Confirming the Hazards of Stimulant Drug Treatment

Excerpted from an article issued in Confirming the Hazards of Stimulant Drug Treatment By Peter R. Breggin, M.D.

Until recently, no studies have systematically examined the rate of psychotic symptoms caused by routine treatment with stimulant drugs such as Concerta, methylphenidate (Ritalin) and amphetamine (Dexedrine, Adderall). Doctors who prescribe stimulant drugs often seem oblivious to the fact that they can cause psychoses, including manic-like and schizophrenic-like disorders. Without providing a scientific basis, the literature often cites rates of 1% or less for stimulant-induced psychoses (reviewed in Breggin, 1998, 1999). Recently on television I debated a well-known expert in child psychiatry who took the position that prescribed stimulants "never" cause psychoses in children.

The rate of psychotic symptoms that first appear during stimulant treatment has recently been investigated in a 5-year retrospectives study of children diagnosed with Attention Deficit Hyperactivity Disorder (ADHD) (Cherland and Fitzpatrick,1999). Among 192 children diagnosed with ADHD at the Canadian clinic, 98 had been placed on stimulant drugs, mostly methylphenidate. Psychotic symptoms developed in more than 9% of the children treated with methylphenidate. According to Cherland and Fitzpatrick, "The symptoms ceased as soon as the medication was removed" (p. 812). No psychotic symptoms were reported among the children with ADHD who did not receive stimulants. The psychotic symptoms caused by methylphenidate included hallucinations and paranoia. The authors conclude that, due to poor reporting, the rate of stimulant-induced psychosis and psychotic symptoms was probably much higher.

In my practice of psychiatry, I am frequently consulted about children who are taking three, four, and sometimes five psychiatric drugs, including medications that are FDA-approved only for the treatment of psychotic adults. The drug treatment typically began when the children developed conflicts with adults at home or at school. In retrospect, the conflicts could easily have been resolved by interventions such as family counseling or individualized educational approaches. Usually under pressure from a school, the parents instead acquiesced to put their child on stimulants prescribed by psychiatrists, family physicians, or pediatricians.

When these children developed depression, delusions, hallucinations, paranoid fears and other drug-induced reactions while taking stimulants, their physicians mistakenly concluded that the children suffered from "clinical depression," "schizophrenia" or "bipolar disorder" that has been "unmasked" by the medications. Instead of removing the child from the stimulants, these doctors mistakenly prescribed additional drugs, such as antidepressants, mood stabilizers, and neuroleptics. Children who were put on stimulants for "inattention" or "hyperactivity" ended up taking multiple adult psychiatric drugs that caused severe adverse effects, including psychoses and tardive dyskinesia.

It is time to recognize that the supposedly increasing rates of "schizophrenia," "depression," and "bipolar disorder" in children in North America are often the direct result of treatment with psychiatric drugs. They should be classified as adverse drug reactions, not as primary psychiatric disorders. Doctors need to become more expert at identifying these adverse drug reactions in children and more aware of how and why to taper children from psychiatric medications (Breggin and Cohen, 1999).

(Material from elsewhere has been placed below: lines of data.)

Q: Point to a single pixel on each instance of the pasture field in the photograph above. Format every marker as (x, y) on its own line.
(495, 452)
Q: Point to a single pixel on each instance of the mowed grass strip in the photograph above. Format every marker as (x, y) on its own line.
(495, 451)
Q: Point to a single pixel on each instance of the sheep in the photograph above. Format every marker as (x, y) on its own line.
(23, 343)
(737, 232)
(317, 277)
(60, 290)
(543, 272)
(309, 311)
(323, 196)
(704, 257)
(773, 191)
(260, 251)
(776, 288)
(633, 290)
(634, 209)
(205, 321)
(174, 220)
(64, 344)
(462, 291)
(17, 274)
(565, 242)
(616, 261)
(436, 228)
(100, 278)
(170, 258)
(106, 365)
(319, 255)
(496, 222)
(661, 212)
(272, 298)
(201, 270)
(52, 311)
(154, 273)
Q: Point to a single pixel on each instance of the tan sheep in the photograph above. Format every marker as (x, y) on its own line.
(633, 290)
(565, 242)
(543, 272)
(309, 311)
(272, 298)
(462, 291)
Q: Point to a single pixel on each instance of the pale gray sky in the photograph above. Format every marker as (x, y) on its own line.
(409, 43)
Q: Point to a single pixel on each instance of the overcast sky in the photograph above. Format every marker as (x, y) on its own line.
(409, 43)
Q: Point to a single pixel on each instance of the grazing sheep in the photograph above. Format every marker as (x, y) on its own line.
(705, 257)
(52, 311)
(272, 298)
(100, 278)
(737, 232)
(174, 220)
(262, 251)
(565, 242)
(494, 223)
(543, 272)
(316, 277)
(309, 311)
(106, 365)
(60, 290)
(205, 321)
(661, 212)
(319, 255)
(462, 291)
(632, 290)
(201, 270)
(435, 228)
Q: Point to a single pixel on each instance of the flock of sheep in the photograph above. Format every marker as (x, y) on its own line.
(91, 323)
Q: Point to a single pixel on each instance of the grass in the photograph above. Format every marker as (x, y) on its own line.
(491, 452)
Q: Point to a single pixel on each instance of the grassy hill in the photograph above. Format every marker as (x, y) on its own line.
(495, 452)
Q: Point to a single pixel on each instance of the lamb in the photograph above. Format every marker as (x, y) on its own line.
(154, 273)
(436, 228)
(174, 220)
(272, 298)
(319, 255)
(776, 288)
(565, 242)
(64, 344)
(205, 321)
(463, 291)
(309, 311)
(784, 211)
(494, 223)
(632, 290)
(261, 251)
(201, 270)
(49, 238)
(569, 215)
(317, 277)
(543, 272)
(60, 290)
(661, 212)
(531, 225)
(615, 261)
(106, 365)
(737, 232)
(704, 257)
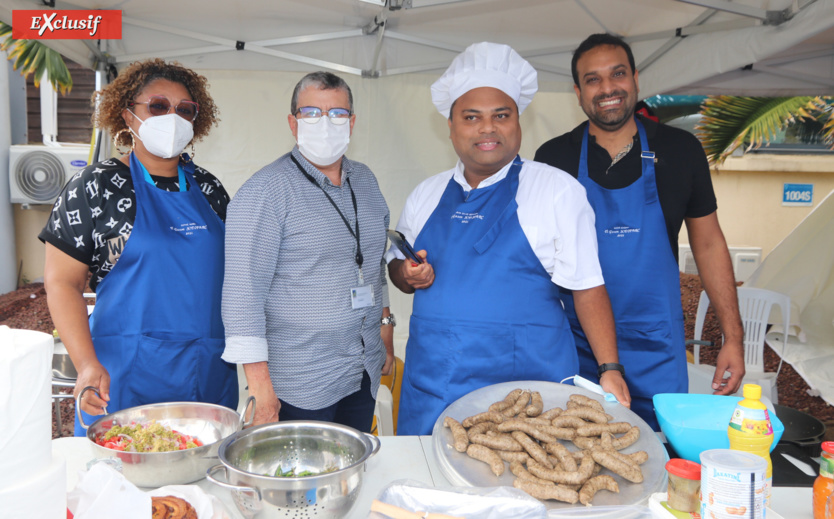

When parents are willing to take a fresh approach to disciplining and caring for their children, or when the children's school situation can be improved, it is usually possible to taper them off of all psychiatric medications. The parents are then relieved and gratified to see their children increasingly improve with the removal of each drug.

What's the answer to this widespread, unwarranted use of medication in the treatment of children? As long as we respond to the signals of conflict and distress in our children by subduing them with drugs, we will not address their genuine needs. As parents, teachers, therapists, and physicians we need to retake responsibility for our children (Breggin, 2000). We must reclaim them from the drug companies and their advocates in the medical profession. At the same time, we must address the needs of our children on an individual and societal level. On the individual level, children need more of our time and energy. Nothing can replace the personal relationships that children have with us as their parents, teachers, counselors, or doctors. On a societal level, our children need improved family life, better schools, and more caring communities.